Receta Fig & Mango Pork Chops
I saw some beautiful black mission figs at the market today and new I had to do something with them. I just love fresh figs. I know that I can use those packaged figs that are all dried up and pressed together in a small package, but not when there are fresh ones on hand. So I grabbed some figs and turned to head to the butchers area and I spotted some beautiful mangos. Dang, now what am I going to do I thought? I love mango’s too. So I am standing there with figs in one hand and a mango in the other when I heard a voice from above. Ok, it was from behind me. It was an employee that helps me find fresh fruits and veggies when I am unable to get to the farmers market. She said: Hard to decide what to do tonight for dinner? See if you can do something combining them. Well Tina (that’s her name), I think I will take that challenge.
So I headed to the butcher and perused the meat case. I saw some beautiful salmon but I have been doing that a lot lately. Hmmm… beef? NO. There were some nice looking whole chickens I could do a nice baked dish with. Then came the voice again from above behind me. Go with the chops. Why don’t I just bring Tina home and see what she can cook up for me? So I went with the chops.
I decided to make a nice sweet flavor on the chops like mom used to do by serving up fried apples along side her pork chops. But as y’all know, I like a bit of spice too. I thought about it and instead of spicing it up with red pepper flakes or cayenne I leaned more to the bite of fresh ginger. Yea, I saw Tina looking over at me as I went back to produce to get some fresh ginger. I also saw the doubt in her eyes. As I was heading to the check out and passed her by I told her to check out the blog tonight to see what I came up with. “Oh I will” she said with a chuckle. Oh it’s on sister. Well Tina, CHECK THIS OUT.
Ingredients:
- 2 tablespoons olive oil
- 4-6 pork chops
- 4 black mission figs – diced 1/4 inch
- 2 figs sliced
- 1 medium mango – peeled, diced
- 1 small shallot – slivered
- 3/4 cup water
- 2 tablespoons brown sugar
- 2 tablespoons honey
- 1 teaspoon fresh grated ginger (maybe 1/2 teaspoon of dry if you can’t find fresh)
- 1/4 teaspoon nutmeg
- 4 tablespoons balsamic vinegar
- 1 teaspoon salt
- 1/2 teaspoon fresh ground pepper
In a large skillet heat the olive oil over medium heat. Add the pork chops and brown well on both sides.
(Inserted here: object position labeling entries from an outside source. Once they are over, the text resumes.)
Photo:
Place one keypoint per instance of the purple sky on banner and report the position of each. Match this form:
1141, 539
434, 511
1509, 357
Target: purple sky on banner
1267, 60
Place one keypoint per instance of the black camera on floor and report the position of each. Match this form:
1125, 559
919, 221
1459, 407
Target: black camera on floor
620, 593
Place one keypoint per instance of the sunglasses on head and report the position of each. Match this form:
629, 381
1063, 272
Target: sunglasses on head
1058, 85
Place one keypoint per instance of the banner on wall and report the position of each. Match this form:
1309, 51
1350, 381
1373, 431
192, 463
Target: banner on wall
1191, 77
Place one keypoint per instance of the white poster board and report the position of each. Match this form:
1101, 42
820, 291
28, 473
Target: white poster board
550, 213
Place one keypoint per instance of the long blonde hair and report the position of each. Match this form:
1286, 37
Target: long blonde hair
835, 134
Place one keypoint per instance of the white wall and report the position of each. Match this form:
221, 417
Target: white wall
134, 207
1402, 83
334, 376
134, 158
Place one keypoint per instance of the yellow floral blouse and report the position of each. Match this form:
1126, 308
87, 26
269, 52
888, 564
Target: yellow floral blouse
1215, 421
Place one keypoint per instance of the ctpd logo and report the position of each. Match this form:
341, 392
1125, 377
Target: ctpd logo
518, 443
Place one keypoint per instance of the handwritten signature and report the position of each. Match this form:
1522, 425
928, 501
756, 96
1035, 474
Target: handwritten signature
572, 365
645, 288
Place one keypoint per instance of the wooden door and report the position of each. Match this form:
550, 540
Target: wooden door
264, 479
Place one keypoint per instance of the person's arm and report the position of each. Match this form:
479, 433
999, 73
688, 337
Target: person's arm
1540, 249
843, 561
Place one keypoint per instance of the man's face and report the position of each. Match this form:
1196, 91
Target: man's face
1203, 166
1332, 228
2. Add the diced figs, mango, shallots, brown sugar, honey, ginger, nutmeg and balsamic vinegar. Stir to mix and cover.
3. Simmer over medium-low heat for 10 minutes. Mangos and figs will swell and absorb some of the liquid.
4. Taste and season with the salt and pepper to taste. Leave lid off and simmer on low for about 8-10 minutes to thicken the sauce.
5. Remove from heat and serve. Ladle some of the thickened sauce over chops and top with the sliced figs.